W ubiegłym tygodniu biegli działający na zlecenie wojskowej prokuratury, przekazali śledczym opinię dotyczącą obecności 10 kwietnia 2010 r. w kabinie Tu-154M gen. Andrzeja Błasika – czytamy w dzisiejszej "Gazecie Wyborczej". Wojciech Czuchnowski i Agnieszka Kublik piszą, że "zdaniem biegłych, obecność Dowódcy Sił Powietrznych mogła nawet zablokować psychicznie pilotów prezydenckiego tupolewa". – To kolejna wrzutka. Zawsze kiedy zbliża się rocznica, pojawiają się takie publikacje. Należy je włożyć między bajki – skomentowała artykuł "Wyborczej" Anna Krupka z PiS.
W artykule opublikowanym na łamach "Gazety Wyborczej" czytamy, że z opinii 20 ekspertów wynika również, że generał Błasik nie protestował, gdy piloci "łamali procedury, np. schodząc poniżej swoich i lotniska minimów". Co więcej, miał ich nawet zachęcać, by próbowali wylądować.
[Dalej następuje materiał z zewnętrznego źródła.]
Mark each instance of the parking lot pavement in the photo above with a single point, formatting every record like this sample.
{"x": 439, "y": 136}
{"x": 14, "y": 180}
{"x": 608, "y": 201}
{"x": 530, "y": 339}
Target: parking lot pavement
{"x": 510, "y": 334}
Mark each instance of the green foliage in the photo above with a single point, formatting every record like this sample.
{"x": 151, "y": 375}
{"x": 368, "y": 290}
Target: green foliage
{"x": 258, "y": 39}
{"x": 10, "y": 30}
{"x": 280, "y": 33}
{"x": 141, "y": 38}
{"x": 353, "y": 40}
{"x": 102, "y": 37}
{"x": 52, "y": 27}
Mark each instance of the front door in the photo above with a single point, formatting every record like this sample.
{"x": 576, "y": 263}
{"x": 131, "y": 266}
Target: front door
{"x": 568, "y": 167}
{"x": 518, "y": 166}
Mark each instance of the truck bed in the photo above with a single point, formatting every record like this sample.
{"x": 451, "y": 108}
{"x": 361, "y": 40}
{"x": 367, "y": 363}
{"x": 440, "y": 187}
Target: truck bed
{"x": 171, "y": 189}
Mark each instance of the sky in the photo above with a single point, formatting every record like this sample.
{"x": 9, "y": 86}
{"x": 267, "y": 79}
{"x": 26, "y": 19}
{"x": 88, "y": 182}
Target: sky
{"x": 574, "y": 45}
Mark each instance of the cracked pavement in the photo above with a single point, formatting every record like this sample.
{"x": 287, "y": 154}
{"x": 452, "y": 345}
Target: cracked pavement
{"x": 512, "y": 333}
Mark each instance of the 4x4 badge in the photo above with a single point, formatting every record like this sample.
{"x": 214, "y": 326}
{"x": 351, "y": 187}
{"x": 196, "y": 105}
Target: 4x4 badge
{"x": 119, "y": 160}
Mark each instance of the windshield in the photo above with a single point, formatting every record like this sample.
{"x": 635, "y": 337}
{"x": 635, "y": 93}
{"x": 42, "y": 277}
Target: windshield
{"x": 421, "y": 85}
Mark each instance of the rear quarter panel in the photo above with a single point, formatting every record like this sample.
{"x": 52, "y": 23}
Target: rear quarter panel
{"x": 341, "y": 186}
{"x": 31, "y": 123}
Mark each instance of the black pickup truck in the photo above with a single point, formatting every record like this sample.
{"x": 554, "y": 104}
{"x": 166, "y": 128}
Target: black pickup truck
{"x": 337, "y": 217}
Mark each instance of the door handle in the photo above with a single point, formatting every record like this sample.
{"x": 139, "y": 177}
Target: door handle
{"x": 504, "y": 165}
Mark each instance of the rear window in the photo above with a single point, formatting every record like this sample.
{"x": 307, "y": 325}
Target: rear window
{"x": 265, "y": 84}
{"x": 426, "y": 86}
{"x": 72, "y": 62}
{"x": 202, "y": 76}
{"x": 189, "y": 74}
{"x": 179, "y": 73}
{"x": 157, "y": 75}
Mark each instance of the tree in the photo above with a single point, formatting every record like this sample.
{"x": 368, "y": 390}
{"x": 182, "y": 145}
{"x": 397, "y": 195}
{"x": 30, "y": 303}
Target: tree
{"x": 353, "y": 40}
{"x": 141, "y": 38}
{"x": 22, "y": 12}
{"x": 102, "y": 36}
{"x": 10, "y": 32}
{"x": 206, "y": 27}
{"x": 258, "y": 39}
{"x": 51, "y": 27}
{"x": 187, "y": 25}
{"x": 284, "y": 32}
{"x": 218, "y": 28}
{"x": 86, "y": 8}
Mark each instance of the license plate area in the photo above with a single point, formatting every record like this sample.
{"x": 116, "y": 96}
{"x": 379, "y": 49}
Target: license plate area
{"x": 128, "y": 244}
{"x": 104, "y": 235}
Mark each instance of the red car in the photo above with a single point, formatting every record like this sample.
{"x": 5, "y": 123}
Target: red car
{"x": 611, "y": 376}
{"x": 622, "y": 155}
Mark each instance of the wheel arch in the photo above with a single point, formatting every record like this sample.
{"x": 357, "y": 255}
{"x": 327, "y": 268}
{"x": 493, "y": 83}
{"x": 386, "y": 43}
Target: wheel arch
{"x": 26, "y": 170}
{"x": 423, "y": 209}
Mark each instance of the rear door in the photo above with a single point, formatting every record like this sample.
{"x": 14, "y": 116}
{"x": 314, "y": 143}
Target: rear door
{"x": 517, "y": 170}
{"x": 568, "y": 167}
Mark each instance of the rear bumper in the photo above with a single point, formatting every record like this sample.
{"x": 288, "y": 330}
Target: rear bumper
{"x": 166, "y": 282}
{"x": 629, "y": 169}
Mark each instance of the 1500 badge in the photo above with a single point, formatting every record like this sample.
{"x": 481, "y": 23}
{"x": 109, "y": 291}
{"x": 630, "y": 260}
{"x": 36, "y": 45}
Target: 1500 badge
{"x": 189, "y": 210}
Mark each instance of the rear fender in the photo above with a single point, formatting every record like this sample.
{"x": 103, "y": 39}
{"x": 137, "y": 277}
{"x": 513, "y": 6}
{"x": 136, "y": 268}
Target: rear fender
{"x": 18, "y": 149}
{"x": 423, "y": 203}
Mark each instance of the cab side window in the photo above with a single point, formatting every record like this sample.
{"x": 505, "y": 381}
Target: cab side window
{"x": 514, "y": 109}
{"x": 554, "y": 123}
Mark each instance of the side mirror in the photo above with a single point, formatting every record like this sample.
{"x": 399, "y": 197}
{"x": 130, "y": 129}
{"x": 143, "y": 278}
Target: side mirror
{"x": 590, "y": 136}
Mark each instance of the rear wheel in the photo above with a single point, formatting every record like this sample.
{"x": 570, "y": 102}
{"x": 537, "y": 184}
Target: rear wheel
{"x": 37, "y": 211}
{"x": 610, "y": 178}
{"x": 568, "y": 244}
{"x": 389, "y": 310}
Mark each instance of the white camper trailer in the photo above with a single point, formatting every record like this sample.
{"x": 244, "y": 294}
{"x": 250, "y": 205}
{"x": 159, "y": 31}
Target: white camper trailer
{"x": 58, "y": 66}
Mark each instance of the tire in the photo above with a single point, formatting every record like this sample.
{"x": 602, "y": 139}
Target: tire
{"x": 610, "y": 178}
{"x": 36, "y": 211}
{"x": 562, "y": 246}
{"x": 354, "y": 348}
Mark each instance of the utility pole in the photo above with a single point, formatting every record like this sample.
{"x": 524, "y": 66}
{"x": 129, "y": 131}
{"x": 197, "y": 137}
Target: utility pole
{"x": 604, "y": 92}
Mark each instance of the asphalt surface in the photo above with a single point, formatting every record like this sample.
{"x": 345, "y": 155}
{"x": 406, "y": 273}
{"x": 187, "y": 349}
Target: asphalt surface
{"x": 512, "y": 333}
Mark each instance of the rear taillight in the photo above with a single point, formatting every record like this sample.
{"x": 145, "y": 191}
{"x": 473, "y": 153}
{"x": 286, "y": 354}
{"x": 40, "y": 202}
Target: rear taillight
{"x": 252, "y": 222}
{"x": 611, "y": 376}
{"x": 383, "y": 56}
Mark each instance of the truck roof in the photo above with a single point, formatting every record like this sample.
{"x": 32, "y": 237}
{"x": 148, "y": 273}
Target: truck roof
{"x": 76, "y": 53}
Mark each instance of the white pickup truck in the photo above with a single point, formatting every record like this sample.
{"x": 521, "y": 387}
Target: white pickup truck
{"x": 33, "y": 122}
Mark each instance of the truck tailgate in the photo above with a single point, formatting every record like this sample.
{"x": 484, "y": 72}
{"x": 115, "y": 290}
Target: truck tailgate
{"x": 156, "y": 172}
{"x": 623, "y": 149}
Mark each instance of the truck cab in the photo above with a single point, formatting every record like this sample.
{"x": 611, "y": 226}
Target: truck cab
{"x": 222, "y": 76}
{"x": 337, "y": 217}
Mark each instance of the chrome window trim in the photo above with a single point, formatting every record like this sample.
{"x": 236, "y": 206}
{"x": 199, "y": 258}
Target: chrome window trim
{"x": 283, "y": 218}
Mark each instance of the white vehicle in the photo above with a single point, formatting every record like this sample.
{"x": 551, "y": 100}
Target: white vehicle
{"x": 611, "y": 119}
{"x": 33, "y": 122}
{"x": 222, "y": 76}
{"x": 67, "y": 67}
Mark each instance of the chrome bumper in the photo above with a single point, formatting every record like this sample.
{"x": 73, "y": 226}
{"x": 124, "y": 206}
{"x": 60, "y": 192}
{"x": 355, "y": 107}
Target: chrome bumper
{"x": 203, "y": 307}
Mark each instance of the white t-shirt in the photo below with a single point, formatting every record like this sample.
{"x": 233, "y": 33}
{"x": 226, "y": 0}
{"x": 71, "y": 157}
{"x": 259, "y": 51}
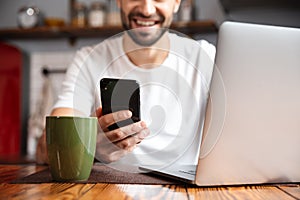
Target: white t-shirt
{"x": 173, "y": 95}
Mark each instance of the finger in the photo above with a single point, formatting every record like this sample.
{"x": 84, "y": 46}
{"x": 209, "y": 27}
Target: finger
{"x": 124, "y": 132}
{"x": 109, "y": 119}
{"x": 99, "y": 112}
{"x": 128, "y": 143}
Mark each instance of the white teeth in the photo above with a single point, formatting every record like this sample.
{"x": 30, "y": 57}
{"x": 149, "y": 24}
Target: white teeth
{"x": 145, "y": 23}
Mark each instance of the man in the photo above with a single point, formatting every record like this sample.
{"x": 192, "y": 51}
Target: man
{"x": 174, "y": 73}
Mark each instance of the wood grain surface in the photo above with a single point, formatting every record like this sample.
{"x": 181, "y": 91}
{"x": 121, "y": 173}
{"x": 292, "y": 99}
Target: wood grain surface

"Zdaniem biegłych obecność gen. Błasika w kokpicie miała wpływ na załogę i podejmowane przez nią decyzje. A przede wszystkim na popełniane w tych ostatnich minutach błędy" – czytamy dalej w "Wyborczej".
"To kolejna wrzutka przed rocznicą"
Do artykułu odniosła się na antenie TV Republika Anna Krupka z Prawa i Sprawiedliwości. – Niektóre media przyzwyczaiły nas do tego, że kiedy zbliża się rocznica katastrofy smoleńskiej pojawiają się takie publikacje. To są klasyczne wrzutki – oceniła. W ocenie gościa TV Republika, te pojawiające się każdego roku "wrzutki" pokazują jak bardzo brakuje nam rzetelnego śledztwa. Krupka podkreśliła, że dzisiejsze doniesienia należy włożyć między bajki. – Zdecydowanie bardziej wierzę w tej kwestii Antoniemu Macierewiczowi niż "Gazecie Wyborczej" – wskazała. Polityk przyznała, że jest jej przykro z powodu faktu, że rodzina generała znów musi tego doświadczać.